2.4. Integrated approaches

Recognizing that no single method is flawless, integrated approaches combine evidence from multiple data types to generate more accurate and robust TCF estimates. For example, a consensus estimate can be derived by integrating the purity inferred from DNA-based copy number analysis with that from RNA-based deconvolution or mutation allele frequency [13]. This multi-platform strategy helps overcome the limitations of individual methods—such as the inability of transcriptomic methods to account for non-nucleated cells or the failure of genomic methods in tumors with few CNAs. Consequently, generating a consensus estimate from several complementary algorithms is increasingly considered a best practice, as it increases confidence and reduces the error inherent in any single technique.

3. Impact of tumor cell fraction on gene expression analysis

The proportion of tumor cells within a sample is not a passive quality metric but an active and pervasive confounding variable that systematically distorts nearly every aspect of bulk transcriptomic analysis. Failing to account for TCF can lead to biologically  misleading conclusions and compromise the reproducibility of findings (Figure 2).

Figure 2. Impact of tumour cell fraction on cancer analyses.

3.1. Confounding of differential expression analysis

Differential expression (DE) analysis aims to identify genes whose transcription is differentially regulated between sample groups (e.g., tumor vs. normal, treated vs. untreated). However, TCF introduces a severe confound: genes that are highly and specifically expressed in tumor cells will naturally have higher observed expression in high-purity tumor samples compared to low-purity tumors or normal tissues, irrespective of their true regulatory state. Conversely, genes characteristic of the microenvironment (e.g., collagen from fibroblasts or CD3E from T-cells) will appear more highly expressed in low-purity samples [14]. If the compared sample groups have systematic differences in average purity—a common scenario when comparing late-stage tumors to early-stage ones or primary tumors to metastatic sites—the DE analysis will detect these purity-driven expression shifts as statistically significant. This results in a high false discovery rate, populating the resulting gene list with markers of sample composition rather than genuine disease biology.

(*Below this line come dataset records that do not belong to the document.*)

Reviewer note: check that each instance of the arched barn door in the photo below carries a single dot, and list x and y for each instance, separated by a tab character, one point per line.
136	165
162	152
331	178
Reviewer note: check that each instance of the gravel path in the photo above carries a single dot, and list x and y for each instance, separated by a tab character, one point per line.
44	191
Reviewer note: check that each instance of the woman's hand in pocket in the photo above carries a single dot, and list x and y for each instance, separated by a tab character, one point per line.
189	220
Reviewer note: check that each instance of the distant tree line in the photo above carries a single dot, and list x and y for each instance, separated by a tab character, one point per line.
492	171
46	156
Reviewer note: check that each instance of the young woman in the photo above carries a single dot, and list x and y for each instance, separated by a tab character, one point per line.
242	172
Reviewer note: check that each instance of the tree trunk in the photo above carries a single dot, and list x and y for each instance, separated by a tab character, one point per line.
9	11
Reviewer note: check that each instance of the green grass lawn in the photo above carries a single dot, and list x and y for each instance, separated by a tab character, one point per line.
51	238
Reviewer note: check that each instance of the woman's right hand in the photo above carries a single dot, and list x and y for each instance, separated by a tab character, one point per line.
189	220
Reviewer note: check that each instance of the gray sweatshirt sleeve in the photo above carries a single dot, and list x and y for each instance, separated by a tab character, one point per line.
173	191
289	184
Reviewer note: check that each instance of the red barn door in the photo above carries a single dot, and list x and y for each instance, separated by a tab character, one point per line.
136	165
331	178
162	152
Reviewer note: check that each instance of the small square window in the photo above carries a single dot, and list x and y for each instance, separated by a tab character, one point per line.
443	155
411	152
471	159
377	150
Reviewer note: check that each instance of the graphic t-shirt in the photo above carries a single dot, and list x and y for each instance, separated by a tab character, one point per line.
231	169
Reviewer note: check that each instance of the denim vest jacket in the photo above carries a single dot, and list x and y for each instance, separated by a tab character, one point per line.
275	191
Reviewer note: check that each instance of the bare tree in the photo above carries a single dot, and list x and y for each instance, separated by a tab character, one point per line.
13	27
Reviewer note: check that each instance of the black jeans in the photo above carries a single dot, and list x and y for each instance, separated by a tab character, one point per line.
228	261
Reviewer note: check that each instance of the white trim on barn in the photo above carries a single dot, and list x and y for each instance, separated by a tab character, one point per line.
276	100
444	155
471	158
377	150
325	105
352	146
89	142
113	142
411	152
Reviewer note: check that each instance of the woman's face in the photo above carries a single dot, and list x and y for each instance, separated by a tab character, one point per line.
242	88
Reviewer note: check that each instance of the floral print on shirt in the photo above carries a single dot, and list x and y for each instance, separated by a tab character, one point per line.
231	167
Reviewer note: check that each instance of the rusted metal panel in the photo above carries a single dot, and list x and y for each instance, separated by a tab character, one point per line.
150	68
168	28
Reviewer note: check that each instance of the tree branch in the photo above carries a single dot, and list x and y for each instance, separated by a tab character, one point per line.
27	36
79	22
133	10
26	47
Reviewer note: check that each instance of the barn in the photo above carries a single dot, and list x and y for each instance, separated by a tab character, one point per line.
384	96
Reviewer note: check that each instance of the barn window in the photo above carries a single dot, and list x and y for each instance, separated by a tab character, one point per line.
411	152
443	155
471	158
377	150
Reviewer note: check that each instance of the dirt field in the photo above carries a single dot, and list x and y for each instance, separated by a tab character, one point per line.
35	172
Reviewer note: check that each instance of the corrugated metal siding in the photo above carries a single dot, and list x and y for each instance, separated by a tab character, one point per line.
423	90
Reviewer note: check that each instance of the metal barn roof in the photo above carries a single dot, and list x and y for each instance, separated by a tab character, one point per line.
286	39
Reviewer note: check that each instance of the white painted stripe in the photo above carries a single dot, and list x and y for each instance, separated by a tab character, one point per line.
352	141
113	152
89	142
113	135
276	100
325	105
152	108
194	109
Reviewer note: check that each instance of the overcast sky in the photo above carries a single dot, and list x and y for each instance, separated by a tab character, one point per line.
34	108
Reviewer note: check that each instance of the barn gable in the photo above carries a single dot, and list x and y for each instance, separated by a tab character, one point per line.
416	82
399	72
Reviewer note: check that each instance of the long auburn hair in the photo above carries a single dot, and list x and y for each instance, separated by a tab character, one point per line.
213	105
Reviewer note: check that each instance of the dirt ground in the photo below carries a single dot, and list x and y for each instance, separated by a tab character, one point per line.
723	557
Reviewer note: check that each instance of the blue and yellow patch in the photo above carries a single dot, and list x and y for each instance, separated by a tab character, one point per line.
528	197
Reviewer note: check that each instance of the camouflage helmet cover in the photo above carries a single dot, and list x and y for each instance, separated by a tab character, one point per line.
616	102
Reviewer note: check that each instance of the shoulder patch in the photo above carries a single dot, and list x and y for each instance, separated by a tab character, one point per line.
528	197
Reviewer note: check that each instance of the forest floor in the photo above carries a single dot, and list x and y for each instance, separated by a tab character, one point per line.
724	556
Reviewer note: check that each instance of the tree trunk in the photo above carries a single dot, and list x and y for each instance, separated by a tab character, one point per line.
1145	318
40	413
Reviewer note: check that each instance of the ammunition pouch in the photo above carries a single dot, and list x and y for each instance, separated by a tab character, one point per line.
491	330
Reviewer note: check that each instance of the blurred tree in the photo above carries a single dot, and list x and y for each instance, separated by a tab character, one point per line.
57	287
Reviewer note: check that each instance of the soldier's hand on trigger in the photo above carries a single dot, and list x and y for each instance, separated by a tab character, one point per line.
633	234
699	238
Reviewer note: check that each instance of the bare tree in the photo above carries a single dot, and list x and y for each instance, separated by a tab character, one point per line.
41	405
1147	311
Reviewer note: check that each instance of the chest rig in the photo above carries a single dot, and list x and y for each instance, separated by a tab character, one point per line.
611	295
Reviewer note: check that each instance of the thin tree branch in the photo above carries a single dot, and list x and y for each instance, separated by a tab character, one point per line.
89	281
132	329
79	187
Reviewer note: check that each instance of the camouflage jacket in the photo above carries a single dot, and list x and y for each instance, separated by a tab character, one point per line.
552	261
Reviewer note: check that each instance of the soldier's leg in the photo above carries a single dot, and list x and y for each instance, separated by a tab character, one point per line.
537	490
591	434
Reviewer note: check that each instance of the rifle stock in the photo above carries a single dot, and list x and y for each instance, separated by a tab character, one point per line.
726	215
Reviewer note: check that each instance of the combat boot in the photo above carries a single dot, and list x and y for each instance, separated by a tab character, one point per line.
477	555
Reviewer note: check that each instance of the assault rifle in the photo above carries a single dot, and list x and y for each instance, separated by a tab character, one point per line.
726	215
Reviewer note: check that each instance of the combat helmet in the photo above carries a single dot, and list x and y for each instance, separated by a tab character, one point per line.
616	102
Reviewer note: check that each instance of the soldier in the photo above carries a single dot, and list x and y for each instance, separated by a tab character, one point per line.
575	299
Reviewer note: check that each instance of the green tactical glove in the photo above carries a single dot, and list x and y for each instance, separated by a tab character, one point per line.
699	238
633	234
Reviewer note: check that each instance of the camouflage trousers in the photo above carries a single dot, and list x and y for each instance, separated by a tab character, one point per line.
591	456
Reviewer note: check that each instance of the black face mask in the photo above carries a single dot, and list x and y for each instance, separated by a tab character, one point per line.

3.2. Distortion of expression-based subtyping

Many cancers are classified into molecular subtypes with prognostic and  therapeutic implications based on gene expression patterns (e.g., basal-like, luminal A/B in breast cancer via PAM50). These classifiers are typically trained on bulk RNA-seq data. When applied to a new sample with low TCF, the strong expression signal from the surrounding stroma and immune infiltrate can dominate the profile. This causes low-purity samples from biologically distinct tumor subtypes to cluster together simply because they share a common “low-purity/ high-stroma” expression signature, a phenomenon often observed in pan-cancer analyses [15]. Consequently, a low-purity basal-like tumor might be misclassified as a normal-like or reactive subtype, potentially leading to incorrect prognostic predictions and the withholding of appropriate subtype-specific therapies.

3.3. Alteration of pathway activation scores

Gene set enrichment analysis (GSEA) and single-sample scoring methods like GSVA or ssGSEA are used to quantify the activity of biological pathways (e.g., “MYC Targets,” “Epithelial-Mesenchymal Transition”). These scores are calculated from the expression levels of member genes. Since pathway activity is a cellular property, bulk scores represent a purity-weighted average. Proliferation pathways, whose genes are typically highly expressed in tumor cells, show a strong positive correlation with TCF. In contrast, pathways like “Inflammatory Response” or “Angiogenesis,” often driven by microenvironment cells, show a strong inverse correlation [16]. An observed association between a pathway score and a clinical variable like survival could therefore be entirely mediated by TCF. For instance, a high proliferation score might predict poor outcome not because proliferation is more oncogenic, but simply because high-purity tumors are larger or more advanced.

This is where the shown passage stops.